Readers, feel free to pair Sex at Dawn with a dose of anthropological corrective when you share it with your book club, your students, or your lover(s) -- but do share it. In choking the life out of a cultural myth, it’s not deceptive infidelity that Sex at Dawn champions, but clean conversation about the normalcy of unconstrained, sapient desire.  

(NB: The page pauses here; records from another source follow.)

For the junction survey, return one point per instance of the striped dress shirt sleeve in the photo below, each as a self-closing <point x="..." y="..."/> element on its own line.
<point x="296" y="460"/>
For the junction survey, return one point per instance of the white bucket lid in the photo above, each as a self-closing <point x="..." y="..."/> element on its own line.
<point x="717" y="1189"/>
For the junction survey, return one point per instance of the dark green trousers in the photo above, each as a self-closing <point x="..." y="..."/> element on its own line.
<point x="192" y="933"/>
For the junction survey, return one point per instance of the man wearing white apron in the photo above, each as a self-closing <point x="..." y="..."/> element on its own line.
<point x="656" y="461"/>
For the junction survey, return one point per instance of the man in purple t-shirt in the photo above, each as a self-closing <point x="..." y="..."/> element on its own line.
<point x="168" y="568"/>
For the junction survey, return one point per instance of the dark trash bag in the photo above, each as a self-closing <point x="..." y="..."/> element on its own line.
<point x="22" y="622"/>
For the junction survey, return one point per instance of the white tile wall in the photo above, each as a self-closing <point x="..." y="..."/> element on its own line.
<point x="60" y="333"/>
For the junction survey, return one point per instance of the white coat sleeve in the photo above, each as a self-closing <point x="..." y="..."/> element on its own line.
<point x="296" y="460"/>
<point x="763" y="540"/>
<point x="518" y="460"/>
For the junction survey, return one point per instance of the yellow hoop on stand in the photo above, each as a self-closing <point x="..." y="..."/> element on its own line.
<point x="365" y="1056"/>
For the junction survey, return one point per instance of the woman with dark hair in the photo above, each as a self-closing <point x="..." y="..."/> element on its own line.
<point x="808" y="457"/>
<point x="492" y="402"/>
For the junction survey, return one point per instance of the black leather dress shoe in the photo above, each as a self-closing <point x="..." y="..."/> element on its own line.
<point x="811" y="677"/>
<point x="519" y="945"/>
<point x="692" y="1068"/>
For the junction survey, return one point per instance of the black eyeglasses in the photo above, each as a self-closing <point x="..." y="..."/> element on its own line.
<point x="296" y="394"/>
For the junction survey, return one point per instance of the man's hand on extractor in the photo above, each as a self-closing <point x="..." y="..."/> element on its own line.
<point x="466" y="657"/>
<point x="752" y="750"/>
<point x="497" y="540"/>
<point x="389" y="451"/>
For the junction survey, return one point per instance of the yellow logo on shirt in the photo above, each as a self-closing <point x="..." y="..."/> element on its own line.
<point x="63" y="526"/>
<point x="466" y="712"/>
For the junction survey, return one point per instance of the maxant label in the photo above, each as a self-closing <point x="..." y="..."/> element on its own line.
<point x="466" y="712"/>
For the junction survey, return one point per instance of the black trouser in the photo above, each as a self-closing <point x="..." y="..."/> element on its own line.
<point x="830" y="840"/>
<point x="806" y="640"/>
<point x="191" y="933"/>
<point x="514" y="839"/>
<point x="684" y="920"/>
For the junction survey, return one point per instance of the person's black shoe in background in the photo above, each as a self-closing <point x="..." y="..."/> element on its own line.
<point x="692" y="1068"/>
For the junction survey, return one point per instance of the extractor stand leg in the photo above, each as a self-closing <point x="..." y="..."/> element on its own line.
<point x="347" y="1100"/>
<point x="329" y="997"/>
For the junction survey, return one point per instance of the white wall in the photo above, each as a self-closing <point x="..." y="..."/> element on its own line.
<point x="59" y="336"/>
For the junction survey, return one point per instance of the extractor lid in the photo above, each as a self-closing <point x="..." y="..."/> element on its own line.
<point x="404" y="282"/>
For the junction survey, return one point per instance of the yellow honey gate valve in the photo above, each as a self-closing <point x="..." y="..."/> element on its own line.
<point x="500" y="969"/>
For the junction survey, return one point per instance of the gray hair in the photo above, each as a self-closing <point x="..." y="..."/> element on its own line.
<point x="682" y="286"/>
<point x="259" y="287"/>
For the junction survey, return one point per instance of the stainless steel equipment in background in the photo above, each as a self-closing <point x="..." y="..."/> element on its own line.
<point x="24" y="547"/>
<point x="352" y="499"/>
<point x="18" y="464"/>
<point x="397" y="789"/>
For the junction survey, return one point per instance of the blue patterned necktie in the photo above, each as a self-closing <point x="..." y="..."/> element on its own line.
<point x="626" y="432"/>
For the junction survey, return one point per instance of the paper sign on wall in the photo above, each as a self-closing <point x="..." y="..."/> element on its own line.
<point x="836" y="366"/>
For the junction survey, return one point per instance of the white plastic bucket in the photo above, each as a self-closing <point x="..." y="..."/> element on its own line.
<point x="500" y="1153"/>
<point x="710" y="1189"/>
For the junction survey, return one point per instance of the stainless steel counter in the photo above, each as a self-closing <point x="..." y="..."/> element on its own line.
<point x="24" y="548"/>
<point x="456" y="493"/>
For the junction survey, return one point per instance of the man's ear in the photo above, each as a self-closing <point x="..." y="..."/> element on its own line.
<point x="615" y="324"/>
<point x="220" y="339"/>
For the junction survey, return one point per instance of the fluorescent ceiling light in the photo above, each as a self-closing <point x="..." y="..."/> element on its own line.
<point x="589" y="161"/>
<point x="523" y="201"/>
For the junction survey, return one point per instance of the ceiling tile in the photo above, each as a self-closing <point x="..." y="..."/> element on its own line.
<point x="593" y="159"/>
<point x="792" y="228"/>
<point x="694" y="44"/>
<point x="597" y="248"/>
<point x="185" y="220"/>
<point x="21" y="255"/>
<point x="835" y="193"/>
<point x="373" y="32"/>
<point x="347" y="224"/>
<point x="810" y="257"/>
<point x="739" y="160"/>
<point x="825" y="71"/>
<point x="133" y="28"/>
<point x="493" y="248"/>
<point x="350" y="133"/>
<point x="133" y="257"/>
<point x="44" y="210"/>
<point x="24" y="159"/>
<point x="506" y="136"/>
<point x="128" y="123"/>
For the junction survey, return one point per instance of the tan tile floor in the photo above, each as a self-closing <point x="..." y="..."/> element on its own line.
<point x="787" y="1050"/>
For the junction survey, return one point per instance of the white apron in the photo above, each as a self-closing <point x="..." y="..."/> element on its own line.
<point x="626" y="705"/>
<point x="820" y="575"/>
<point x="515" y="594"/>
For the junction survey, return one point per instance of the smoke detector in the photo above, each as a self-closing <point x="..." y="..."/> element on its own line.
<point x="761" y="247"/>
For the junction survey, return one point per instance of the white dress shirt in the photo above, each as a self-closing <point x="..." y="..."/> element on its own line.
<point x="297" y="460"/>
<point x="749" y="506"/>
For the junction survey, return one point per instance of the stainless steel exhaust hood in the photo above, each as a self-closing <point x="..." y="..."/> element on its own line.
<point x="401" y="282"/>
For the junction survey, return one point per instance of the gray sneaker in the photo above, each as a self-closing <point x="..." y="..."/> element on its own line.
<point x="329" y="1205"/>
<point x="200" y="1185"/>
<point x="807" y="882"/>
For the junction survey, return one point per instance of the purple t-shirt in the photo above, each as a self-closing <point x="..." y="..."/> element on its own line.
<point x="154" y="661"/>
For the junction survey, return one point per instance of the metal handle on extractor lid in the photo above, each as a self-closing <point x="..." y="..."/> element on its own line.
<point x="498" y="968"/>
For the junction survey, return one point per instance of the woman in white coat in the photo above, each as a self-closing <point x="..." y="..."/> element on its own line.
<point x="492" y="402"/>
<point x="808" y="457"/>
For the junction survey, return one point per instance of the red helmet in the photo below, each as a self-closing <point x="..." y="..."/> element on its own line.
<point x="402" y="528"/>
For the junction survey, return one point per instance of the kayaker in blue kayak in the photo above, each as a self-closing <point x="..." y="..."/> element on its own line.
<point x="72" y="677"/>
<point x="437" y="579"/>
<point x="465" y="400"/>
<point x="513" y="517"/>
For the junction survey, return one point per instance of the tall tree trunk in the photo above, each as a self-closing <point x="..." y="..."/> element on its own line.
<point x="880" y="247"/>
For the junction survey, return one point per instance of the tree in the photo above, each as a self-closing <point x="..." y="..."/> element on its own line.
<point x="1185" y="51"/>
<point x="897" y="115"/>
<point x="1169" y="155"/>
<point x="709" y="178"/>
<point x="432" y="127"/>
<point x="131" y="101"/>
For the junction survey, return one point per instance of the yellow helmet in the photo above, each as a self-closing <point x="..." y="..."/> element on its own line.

Underneath all the science in Sex at Dawn- some sublime, some silly -- is a call to freedom from nuclear-family tyranny, a call that will resonate with the exhausted married mother trying to care alone all day for young kids; with  the adolescent boy whose gay stirrings are to be “cleansed” by his church; with the older teenagers pressured into unrealistic pledges of abstinence; with old married folks who pine for something beyond convention; indeed with anyone who pays a heavy price for a culture’s buy-in to the constraining monogamy-myth of our sexual past.